Я пишу ей ответ в этот же вечер. Я стараюсь подобрать самые теплые, самые убедительные и самые нужные слова. Я уверяю ее, что все будет хорошо. А когда это будет и будет ли вообще? Откуда я знаю?

28 августа

Пятница

Прошел день, промелькнул вечер, и вот опять ночь – темная, безлунная, полная каких-то шорохов, каких-то загадочных, таинственных звуков. Уже все давно спят и давно видят какие-то сны. Одной мне не спится. Смутная, неясная тревога сжимает мое сердце. Что это? Неужели предчувствие какой-то беды?

На завтра назначен поход. Как-то все обойдется? Выбрали субботу, потому что до понедельника все-таки не так скоро хватятся, а за две ночи и день можно отойти на порядочное расстояние. Итак, уже все готово, все решено. Леонид остается, а Женя идет с ребятами.

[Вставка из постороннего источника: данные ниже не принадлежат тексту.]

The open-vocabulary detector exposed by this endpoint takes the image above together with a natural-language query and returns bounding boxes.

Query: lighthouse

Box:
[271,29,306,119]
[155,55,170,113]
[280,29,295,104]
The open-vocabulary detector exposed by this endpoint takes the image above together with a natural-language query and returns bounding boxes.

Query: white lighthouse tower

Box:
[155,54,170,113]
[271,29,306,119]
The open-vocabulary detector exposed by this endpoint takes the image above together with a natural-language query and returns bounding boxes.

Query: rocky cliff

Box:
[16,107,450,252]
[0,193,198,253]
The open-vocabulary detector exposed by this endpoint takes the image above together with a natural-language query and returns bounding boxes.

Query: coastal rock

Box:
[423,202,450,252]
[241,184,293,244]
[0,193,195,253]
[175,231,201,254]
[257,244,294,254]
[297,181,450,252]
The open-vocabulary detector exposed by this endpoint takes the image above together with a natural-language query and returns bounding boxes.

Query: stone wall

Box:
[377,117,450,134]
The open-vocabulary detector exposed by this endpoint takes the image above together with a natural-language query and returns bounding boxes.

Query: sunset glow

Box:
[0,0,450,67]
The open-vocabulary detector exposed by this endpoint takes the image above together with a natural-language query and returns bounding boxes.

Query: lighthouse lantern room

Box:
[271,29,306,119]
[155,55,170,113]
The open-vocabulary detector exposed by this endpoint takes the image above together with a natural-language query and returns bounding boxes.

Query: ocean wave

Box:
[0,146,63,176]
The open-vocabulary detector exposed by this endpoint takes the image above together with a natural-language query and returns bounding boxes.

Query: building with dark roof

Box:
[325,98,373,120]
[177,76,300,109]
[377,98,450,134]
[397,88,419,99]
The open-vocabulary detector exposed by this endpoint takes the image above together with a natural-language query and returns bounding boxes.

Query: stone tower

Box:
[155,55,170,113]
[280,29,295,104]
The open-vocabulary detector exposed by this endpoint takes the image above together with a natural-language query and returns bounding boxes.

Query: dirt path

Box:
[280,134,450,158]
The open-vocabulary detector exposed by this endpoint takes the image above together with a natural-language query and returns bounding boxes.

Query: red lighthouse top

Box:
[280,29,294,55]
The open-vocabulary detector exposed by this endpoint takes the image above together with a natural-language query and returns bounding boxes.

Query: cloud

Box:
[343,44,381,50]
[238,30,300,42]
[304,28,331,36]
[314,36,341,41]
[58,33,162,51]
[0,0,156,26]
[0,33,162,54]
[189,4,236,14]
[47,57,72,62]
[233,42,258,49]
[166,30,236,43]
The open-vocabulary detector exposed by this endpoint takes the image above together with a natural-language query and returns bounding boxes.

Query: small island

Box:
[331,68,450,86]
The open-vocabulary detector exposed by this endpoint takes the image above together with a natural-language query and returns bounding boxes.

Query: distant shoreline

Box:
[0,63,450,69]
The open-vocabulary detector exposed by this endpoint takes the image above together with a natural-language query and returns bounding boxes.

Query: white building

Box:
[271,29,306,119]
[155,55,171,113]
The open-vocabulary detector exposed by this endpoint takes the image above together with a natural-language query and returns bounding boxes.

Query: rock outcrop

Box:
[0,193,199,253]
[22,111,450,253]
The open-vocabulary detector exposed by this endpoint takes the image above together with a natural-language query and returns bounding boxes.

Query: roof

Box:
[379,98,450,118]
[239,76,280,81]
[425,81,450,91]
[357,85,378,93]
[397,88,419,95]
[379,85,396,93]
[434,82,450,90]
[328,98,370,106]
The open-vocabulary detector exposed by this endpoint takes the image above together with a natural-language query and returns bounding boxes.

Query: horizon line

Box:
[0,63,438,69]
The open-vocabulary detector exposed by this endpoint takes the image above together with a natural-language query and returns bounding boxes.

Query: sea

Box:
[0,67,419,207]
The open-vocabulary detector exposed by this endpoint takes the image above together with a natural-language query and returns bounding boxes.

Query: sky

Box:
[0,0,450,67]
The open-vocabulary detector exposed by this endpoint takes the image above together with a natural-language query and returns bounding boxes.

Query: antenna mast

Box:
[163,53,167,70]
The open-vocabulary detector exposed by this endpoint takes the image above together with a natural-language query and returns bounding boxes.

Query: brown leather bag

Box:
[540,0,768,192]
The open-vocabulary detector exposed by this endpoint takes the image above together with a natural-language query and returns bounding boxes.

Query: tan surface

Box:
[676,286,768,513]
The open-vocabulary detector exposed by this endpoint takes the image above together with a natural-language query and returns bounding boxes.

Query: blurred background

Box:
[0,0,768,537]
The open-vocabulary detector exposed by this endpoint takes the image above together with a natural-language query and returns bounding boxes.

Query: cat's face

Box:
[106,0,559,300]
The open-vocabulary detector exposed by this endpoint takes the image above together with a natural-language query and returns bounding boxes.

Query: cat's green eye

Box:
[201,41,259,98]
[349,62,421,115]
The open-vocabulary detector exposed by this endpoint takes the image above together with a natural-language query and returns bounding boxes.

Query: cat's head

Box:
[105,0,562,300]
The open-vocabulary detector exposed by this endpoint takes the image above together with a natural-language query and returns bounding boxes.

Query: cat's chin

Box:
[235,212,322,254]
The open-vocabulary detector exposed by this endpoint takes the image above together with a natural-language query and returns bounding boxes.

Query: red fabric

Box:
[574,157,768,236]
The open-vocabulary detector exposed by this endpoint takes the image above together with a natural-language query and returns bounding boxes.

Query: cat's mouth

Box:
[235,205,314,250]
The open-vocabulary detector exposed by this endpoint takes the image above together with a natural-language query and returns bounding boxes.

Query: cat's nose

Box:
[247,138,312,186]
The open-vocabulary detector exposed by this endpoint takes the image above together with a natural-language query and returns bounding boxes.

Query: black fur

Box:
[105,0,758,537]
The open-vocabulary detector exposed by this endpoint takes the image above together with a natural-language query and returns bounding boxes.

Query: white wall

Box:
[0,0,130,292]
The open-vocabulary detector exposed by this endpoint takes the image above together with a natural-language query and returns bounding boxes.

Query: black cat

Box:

Господи Боже мой, помоги им добраться до Родины, а там-то уж они сумеют скрыться. Завтра я попрошу их поклониться Ей от меня. Я попрошу их поклониться каждому деревцу, каждой былинке. Я попрошу передать Ей, как я люблю Ее, как я верна Ей и как мне худо без Нее и горько.

31 августа

Понедельник

Прошла суббота, прошло воскресенье, прошел и этот день. Так как все находимся во взвинченном, напряженном состоянии, день этот проходит необычно быстро. Но я запишу все по порядку.

В субботу, после ужина, ждем, когда придут ребята от Бангера. Наконец они являются, и с ними… Лешка Бовкун. Но у нас на всякий случай все условлено, и Игорь незаметно мигает мне… Когда все усаживаются и начинаются обычные злободневные разговоры, я беспечным, веселым голосом предлагаю «сгонять в козла». Но, как и следовало ожидать, желающих, кроме Бовкуна, не оказывается. Тогда я и предлагаю Лешке прогуляться до «Шалмана». Там сыграем, да и вечер, кстати, такой теплый и хороший.

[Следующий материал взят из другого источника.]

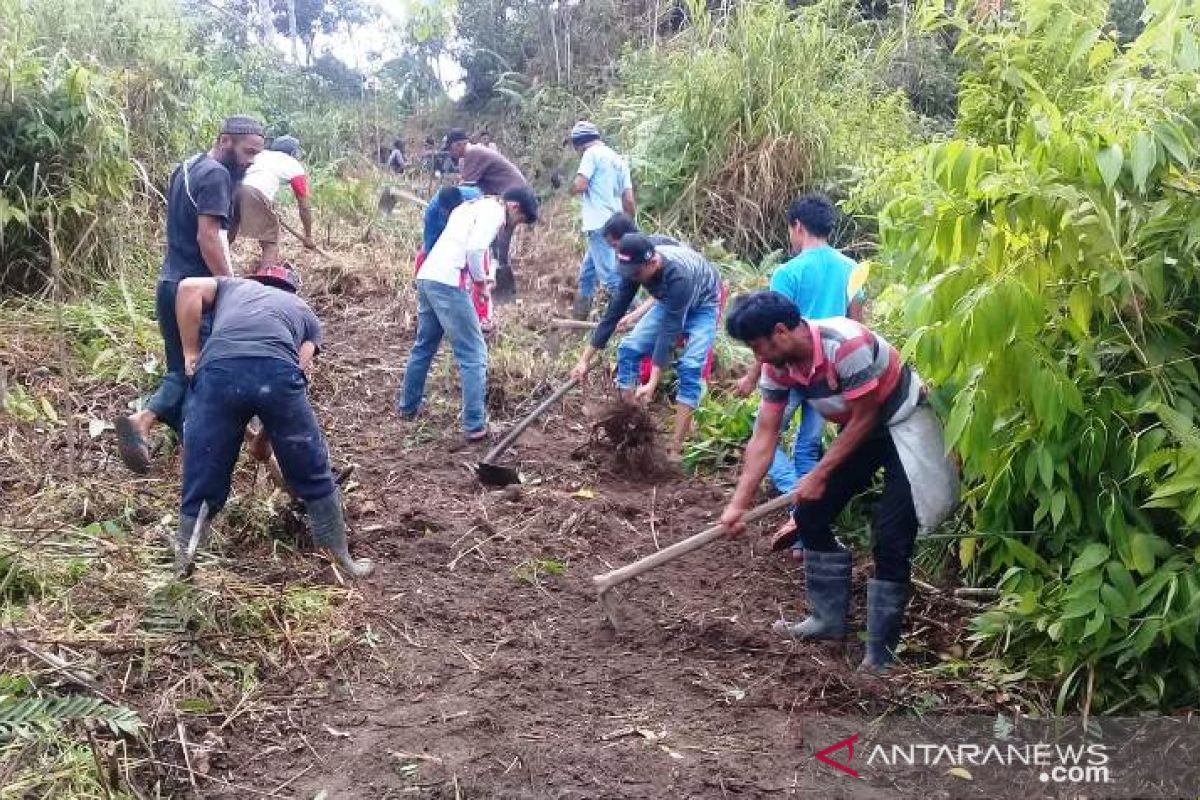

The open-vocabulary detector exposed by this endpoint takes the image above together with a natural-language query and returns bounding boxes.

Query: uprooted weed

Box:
[592,402,671,477]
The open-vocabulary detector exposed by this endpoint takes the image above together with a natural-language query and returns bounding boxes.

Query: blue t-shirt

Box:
[197,278,320,369]
[161,154,233,281]
[578,142,634,233]
[421,186,484,254]
[770,245,857,319]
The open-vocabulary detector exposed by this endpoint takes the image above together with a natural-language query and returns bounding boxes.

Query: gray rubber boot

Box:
[772,549,853,639]
[858,578,908,674]
[175,513,212,578]
[305,489,374,578]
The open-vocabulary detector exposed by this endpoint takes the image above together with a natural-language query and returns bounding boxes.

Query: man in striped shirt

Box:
[721,291,919,672]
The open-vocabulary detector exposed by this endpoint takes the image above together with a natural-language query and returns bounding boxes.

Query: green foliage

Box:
[0,694,143,741]
[683,392,758,473]
[606,0,913,252]
[871,0,1200,709]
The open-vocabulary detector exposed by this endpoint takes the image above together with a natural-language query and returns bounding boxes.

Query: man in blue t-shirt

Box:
[115,116,265,475]
[570,121,636,319]
[738,194,862,528]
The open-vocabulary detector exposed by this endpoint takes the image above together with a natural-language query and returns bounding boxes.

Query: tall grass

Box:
[606,0,914,253]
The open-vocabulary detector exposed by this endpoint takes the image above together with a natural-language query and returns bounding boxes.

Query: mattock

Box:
[592,492,796,630]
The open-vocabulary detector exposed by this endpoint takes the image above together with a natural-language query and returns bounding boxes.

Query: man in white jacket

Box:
[396,186,538,441]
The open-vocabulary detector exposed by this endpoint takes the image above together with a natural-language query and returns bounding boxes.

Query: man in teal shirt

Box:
[738,194,862,544]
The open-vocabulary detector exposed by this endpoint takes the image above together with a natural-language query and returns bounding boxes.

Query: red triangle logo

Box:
[817,733,858,777]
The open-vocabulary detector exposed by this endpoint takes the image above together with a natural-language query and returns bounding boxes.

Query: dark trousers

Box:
[146,281,212,433]
[492,221,517,296]
[182,359,335,517]
[793,427,917,583]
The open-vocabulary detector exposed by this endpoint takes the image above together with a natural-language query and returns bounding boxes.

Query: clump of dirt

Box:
[592,402,671,477]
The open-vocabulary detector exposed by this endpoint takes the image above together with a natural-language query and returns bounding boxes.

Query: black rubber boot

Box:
[305,489,374,578]
[772,551,853,639]
[858,578,908,674]
[175,513,212,578]
[571,295,592,319]
[492,266,517,303]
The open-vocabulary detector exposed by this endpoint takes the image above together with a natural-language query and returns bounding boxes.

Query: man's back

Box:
[462,144,529,196]
[770,245,857,319]
[419,197,504,287]
[241,150,305,200]
[646,245,721,308]
[578,142,632,231]
[162,154,233,281]
[200,278,320,366]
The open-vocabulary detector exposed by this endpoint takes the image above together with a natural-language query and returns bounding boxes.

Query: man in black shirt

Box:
[115,116,265,475]
[571,234,721,458]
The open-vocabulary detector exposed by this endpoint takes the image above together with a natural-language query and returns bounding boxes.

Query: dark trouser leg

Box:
[175,361,252,573]
[253,359,335,503]
[492,222,517,302]
[860,437,917,672]
[146,281,187,433]
[773,429,890,639]
[256,359,374,578]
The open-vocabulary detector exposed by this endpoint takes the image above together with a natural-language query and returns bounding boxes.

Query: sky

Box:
[276,0,463,100]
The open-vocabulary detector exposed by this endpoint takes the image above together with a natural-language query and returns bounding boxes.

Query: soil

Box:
[201,227,974,799]
[0,206,994,800]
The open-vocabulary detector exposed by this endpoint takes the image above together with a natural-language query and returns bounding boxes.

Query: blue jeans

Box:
[767,390,824,494]
[396,278,487,433]
[580,230,620,297]
[617,302,720,408]
[146,279,212,433]
[181,357,334,517]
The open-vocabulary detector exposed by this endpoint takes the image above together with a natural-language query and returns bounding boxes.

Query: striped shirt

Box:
[758,317,912,425]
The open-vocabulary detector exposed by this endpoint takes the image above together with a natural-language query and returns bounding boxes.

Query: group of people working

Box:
[115,118,955,670]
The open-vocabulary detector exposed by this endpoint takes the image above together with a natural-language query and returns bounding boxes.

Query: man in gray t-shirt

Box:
[175,266,373,578]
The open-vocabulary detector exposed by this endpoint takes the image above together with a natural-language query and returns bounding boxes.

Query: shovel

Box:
[475,378,580,487]
[592,492,796,628]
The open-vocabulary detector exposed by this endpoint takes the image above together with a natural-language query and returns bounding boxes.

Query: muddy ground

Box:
[0,208,990,800]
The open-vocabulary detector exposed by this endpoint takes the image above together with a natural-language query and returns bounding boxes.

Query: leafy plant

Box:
[875,0,1200,710]
[0,694,143,741]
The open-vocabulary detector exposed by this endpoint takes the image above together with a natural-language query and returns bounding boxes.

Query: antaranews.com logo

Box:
[804,716,1200,800]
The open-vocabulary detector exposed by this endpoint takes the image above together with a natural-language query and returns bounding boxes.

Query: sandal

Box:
[113,416,150,475]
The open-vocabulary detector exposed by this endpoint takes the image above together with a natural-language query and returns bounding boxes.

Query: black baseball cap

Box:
[617,234,654,278]
[502,186,538,225]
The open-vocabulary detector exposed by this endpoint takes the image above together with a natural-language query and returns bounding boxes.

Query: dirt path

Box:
[208,245,974,799]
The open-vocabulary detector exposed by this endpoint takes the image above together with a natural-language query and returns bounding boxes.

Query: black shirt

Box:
[161,154,233,281]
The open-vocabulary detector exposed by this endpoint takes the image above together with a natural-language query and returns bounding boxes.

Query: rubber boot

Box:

Лешка заметно колеблется: «А как же без пропуска? Вдруг полицай…»

Но я делаю презрительную мину и удивленно-ласково говорю: «Неужели ты боишься? Я не боюсь, а ты боишься».

После этого Лешке ничего не остается, как подняться со стула и так же бодро ответить: «Хто тебе казал, що я боюсь? Черт лысый пусть его боится, а не я!»

Ну, после такой реплики он сразу чувствует себя героем, и мы отправляемся в «Шалман». Всю дорогу я подло кокетничаю с ним, строю глазки и весело хохочу над всеми его шутками. За домом Лешка берет меня под руку, и видно, что в этот момент он и впрямь забывает о полицае.

В «Шалмане» – голубой полумрак. Дым сизыми легкими волнами колеблется под низеньким, закопченным потолком. Там, как и всегда, полно народу: и знакомые украинцы, и какие-то совсем незнакомые поляки.

Я крепко засаживаю Лешку за игру в «козла» и, «поболев» немного возле него, говорю, что пойду посижу к девчатам. Там я вызываю Ваню-Великого и, уже на крыльце, прошу его задержать Лешку как можно дольше, даже по возможности оставить у себя на ночь. Ваня согласно кивает и ни о чем не расспрашивает.

Обратно я лечу двухметровыми шагами – и через какие-то десять минут уже дома. Они еще не ушли, ждут меня. За последними сборами, последними разговорами проходит еще полчаса. Игорь и Саша суют мне кучу адресов, заплаканная Женя просит поддержать по возможности тетю Дашу, Веру и Михаила, а Василий в последний момент решает написать Шмидту записку, чтобы оградить нас, остающихся, от лишних подозрений и расспросов.

Окончательно собрались уже в 11 часов. В последний раз мы жмем друг другу руки, сердечно обнимаемся, тепло желаем уходящим всего хорошего. Я выхожу на дорогу посмотреть, все ли тихо, не видать ли кого. Но нет. Все спокойно. Ночь так тиха и так бесшумна, что я ясно слышу только стук своего собственного сердца.

Я делаю знак рукой, и пять теней бесшумно скользят за угол дома. Еще раз мысленно я желаю всем им счастья и удачи.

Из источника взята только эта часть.